Il est dangereux d’avoir Charles John Huffam Dickens comme parrain, de porter son nom et d’être né la même année que ce maître Es roman victorien ! Le héros du Quinconce se serait sans doute bien passé de cette tutelle encombrante qui l’a condamné à un destin à la David Copperfield… en bien plus sombre ! Sorte de nouveaux « Malheurs de la vertu », le Quinconce s’inscrit dans la droite ligne des romans victoriens qui jettent l’innocence en pâture aux vices et à la cruauté de l’Angleterre du début du XIXème siècle. Parce qu’il est l’héritier direct du domaine ancestral de Hougham, John est d’autant plus menacé qu’il est (en toute innocence) menaçant.

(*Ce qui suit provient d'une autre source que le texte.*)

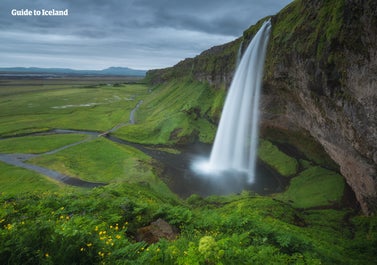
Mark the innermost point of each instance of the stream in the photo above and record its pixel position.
(177, 168)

La parfaite reconstitution des bas-fonds londoniens est aussi incroyablement réaliste que la propension du héros à cumuler les infortunes (sans jamais s’avouer vaincu)… cousue de fil blanc. Il y a du Sade chez Palliser qui remplace les sévices sexuels par toutes les épreuves du paupérisme et les envolées politiques du divin marquis par de longues considérations sur la justice. Pastiche de roman victorien, le Quinconce tient du conte noir et fouille sans pitié les dessous inavouables d’un siècle corseté.
ZOOM SUR… – Dans le tome 3, le champ sémantique de l’araignée est omniprésent. Il désigne les ennemis du héros mais pourrait aussi être appliqué au travail de Palliser qui a conçu le Quinconce comme une vaste toile l’araignée emprisonnant le lecteur ! “L’explication de ces événements “fortuits” se trouvait sans doute dans une mystérieuse toile d’araignée dont je ne pouvais encore démêler l’inextricable lacis, mais qui prouvait l’existence d’un complot ourdi contre moi.”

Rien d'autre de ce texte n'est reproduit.